Yes, but with no improvements, no new amenities, no security features, $75 month increase is difficult to swallow!
Rent increases may be a savings account for future property upgrades or it might be because property taxes increased, or simply to match the current market rates.
I didn’t get a cleaning deposit from my renter when the renter moved in. This individual was in a difficult time so I took payments over 14 months to cover the last month rent deposit that I required… Now I’m having trouble with the renter and am concerned about not having a cleaning deposit. I can see clearly there is already damage caused by the renter and would like some advice about if I can, and how I can require the payment of a deposit and the necessary forms, if any… Thank you
I would preform an inspection and point out any damage compared to the move-in condition. You can then ask the tenant to pay for the repairs since it is obviously caused by them during their tenancy. You typically cannot ask a tenant to pay for cleaning mid-term, unless the property is so dirty it is attracting vermin and unsafe.
The only way I think you can ask for a security deposit mid-term is to have the tenant sign a new lease agreement and include language that he needs to pay a security deposit. If the tenant refuses to sign than you can move forward with the move-out process. You can still ask the tenant to pay for cleaning and repairs after he has moved out, it might just be harder to collect from him.
We like to increase $25 a month at renewal on most homes.
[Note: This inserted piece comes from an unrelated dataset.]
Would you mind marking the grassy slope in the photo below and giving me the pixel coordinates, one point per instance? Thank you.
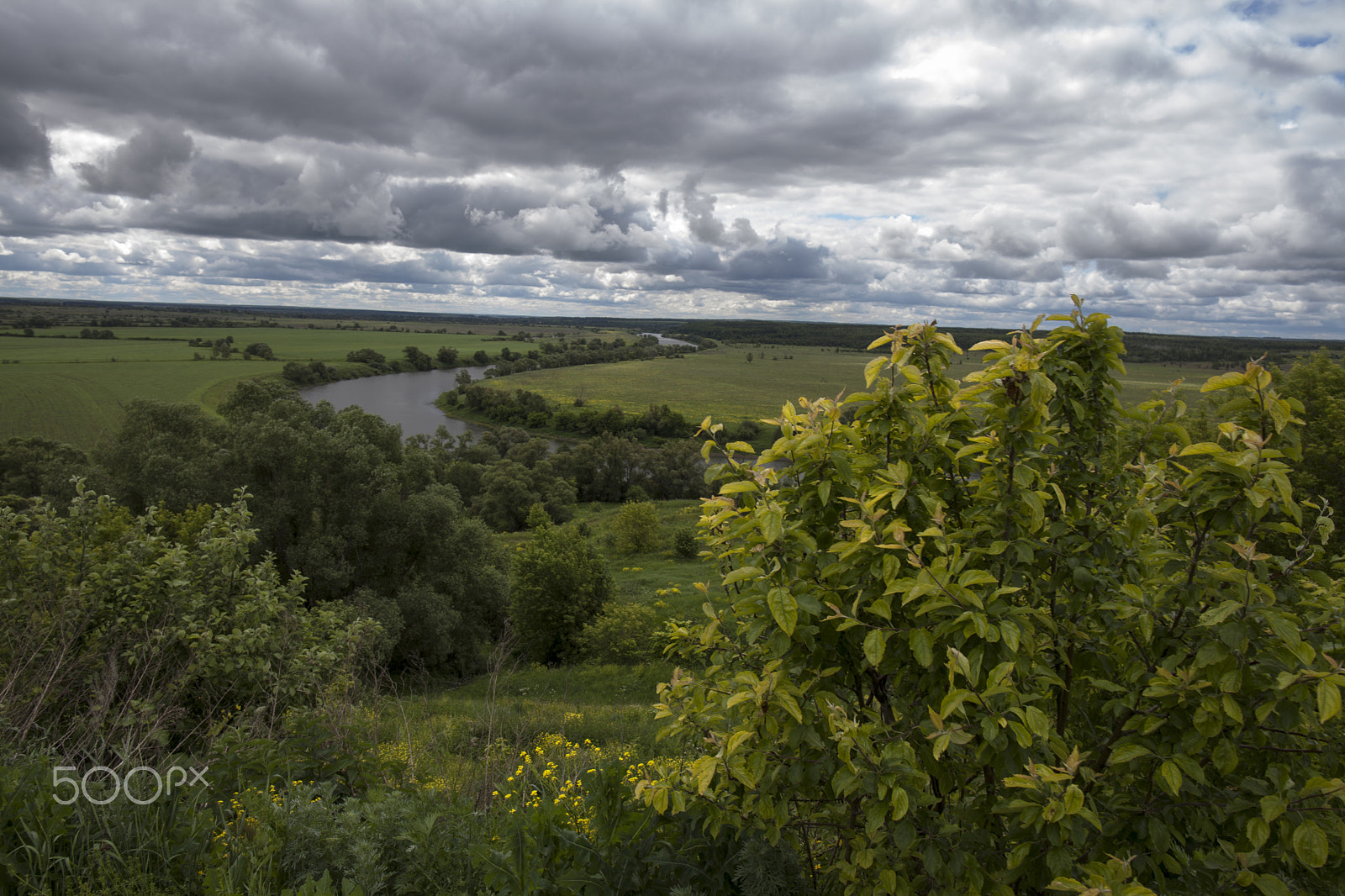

We find it is just enough to stay above cost increase. When they move out then we go for the record.
This is a great system that I wish more landlords and managers would do. Good job!
Any updates for raising rent rates post COVID?
Although there is much debate whether this is the best timing for raising rents, there isn’t a federal law prohibiting it during COVID — But…, you may be under state or local rent control regulations that ban an increase or cap the amount. Check with your local housing authority or real estate board for specifics in your area. And be sure to familiarize yourself with how much notice is required before a rent increase can be imposed.